Our state representative was here a year ago and said that there is not a mandate for healthcare for all. I said, “I politely disagree. We already have a law in place that emergency rooms cannot turn anyone away. They cannot refuse to treat a person. This is a mandate for care. Unfortunately, the emergency room is the most expensive and inefficient care, unless you are about to die. The emergency room cannot do chronic care: it cannot help people stop smoking, help lower blood pressure, help people with chronic illness such as diabetes, do preventative care like pap smears and checking kidney function to stave off renal failure. We have the mandate: now we need the political will to change to a single payer system that gives good care. A patient can see me in my family practice clinic a dozen times for the cost of one emergency room visit.” S o, everybody in, nobody out. The law that insurance companies can ONLY keep 20 cents of every dollar does not comfort me: I want my dollar to go to health care for everyone and not 1/5 to profit!

Embody: what do I embody? What do you embody? Do you treat your body well? Do you thank it? What is it carrying?
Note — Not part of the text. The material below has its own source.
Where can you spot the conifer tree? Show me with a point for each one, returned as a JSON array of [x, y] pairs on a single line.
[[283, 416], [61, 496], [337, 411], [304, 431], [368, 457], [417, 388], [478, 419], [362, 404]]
I see people so fixed on success and progress and getting goals, that sometimes we don’t pay any attention to our bodies. We treat the body like a tool, like a hammer or a wrench, use and abuse it, try to make it conform to some idea of external beauty, get angry when it breaks down. Fix me back to where I was three years ago, when I could work 12 hours a day and never ever paid attention to my body. Bad food, tobacco, alcohol, marijuana, gallons of caffeine, energy drinks, sugar, illegal drugs, no exercise… and then we are surprised when it breaks down? Even exercise is seen as an inconvenient and necessary job, like buying new tires for the car. When people say get me back to where I was, I ask, “Back to working the 12 hours a day that caused this damage? Do you think that is a good idea?
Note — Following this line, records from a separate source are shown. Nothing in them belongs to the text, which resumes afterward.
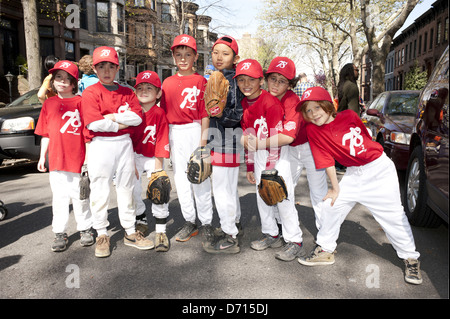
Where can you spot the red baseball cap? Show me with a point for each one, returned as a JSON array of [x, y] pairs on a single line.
[[314, 94], [105, 54], [229, 41], [148, 77], [67, 66], [283, 66], [249, 67], [184, 39]]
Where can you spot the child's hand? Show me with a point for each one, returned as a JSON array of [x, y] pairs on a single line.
[[333, 194], [251, 177], [41, 165]]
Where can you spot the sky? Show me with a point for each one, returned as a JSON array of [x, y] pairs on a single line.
[[243, 16]]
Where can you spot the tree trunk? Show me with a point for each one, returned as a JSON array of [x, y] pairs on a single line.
[[32, 43]]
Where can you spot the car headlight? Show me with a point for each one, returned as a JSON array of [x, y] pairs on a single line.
[[18, 124], [400, 138]]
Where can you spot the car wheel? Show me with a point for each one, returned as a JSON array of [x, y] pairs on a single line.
[[415, 193]]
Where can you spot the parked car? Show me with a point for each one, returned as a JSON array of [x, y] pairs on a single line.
[[425, 196], [17, 123], [390, 119]]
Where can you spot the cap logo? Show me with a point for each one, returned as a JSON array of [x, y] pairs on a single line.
[[246, 65], [282, 64], [146, 75], [306, 94], [184, 40], [105, 52]]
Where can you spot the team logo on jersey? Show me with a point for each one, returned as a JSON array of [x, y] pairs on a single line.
[[262, 129], [356, 141], [105, 52], [190, 98], [281, 64], [151, 135], [74, 122]]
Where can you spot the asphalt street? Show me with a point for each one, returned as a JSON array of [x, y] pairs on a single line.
[[366, 265]]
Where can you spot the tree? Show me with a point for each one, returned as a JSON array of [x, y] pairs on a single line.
[[32, 43], [415, 79]]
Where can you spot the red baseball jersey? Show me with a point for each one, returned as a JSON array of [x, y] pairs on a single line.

And I include myself in that! I have had pneumonia with sepsis symptoms twice. The second time I thought, how dumb I am! My father died and I did not take any time off. I just kept working and added executor to my jobs and cried daily. Is it any surprise that after a year of that I became ill? Now my goal is to not do medicine for more than forty hours a week and to listen to my body and to take breaks!

Evening: the sunset. I am so grateful for the day, for the night, for the light changing and the world turning, for the stars and the moon and the sun and the glorious, gorgeous, generous world.

E

This is an evening photograph from Mauna Loa last week.